It’s easy to consider a budget as a practical document for planning and control. After all, a budget captures the predicted financial costs of a course of action, alongside the predicted revenues that course will attract. That’s planning (or a piece of it). Once drafted, a budget becomes a yardstick to measure variances – indicators that predictions were incorrect or incomplete – which can trigger a change of plan. That’s control.
But a budget is also a story told in currency and categories. It shapes and is shaped by the organization’s assumptions about how work is organized and how it moves. It’s a morality story, since it defines what is worthy of funding and what is not. And it’s a persuasive document used to rally resources and convince collaborators that the plan can be accomplished.
In short, a budget is a complex work of human expression – clinical and expressive, practical and theoretical all at once.
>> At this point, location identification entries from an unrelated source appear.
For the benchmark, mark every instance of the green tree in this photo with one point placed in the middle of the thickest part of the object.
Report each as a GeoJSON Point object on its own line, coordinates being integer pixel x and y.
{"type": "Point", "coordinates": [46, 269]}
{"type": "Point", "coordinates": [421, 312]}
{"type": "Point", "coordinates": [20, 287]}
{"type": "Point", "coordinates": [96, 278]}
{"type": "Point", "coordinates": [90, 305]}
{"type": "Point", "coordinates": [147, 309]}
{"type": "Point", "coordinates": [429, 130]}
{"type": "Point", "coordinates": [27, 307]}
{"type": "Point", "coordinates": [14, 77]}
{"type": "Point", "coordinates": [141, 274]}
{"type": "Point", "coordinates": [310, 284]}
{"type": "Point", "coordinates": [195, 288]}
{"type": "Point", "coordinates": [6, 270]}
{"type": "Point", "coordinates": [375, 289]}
A budget may not be a work of art (I’ll leave that decision to you), but it is certainly a work of craft. So it’s reasonable to assume it can be elegant, virtuosic, and even beautiful.
So what would a beautiful budget look like? While they weren’t talking about budgets, social scientists Charles Lave and James March (1993) defined the attributes of a “beautiful model,” and a budget is a model of sorts. Their indicators of beauty included:
Simplicity: A beautiful model is simple. A theory that has a small number of assumptions is more attractive than one having a large number of assumptions.
Fertility: A beautiful model is fertile. It produces a relatively large number of interesting predictions per assumption.
Surprise: A beautiful model is unpredictable. It produces some interesting implications that are surprising to us and that are not immediately obvious from the assumptions.
For a budget, specifically, I would add:
Coherence: A beautiful budget is a unified whole that is consistent within itself.
Context-Awareness: A beautiful budget is in conversation with its context – the goals, values, and culture of the people it serves, and the consequence of its conclusions on the people it impacts.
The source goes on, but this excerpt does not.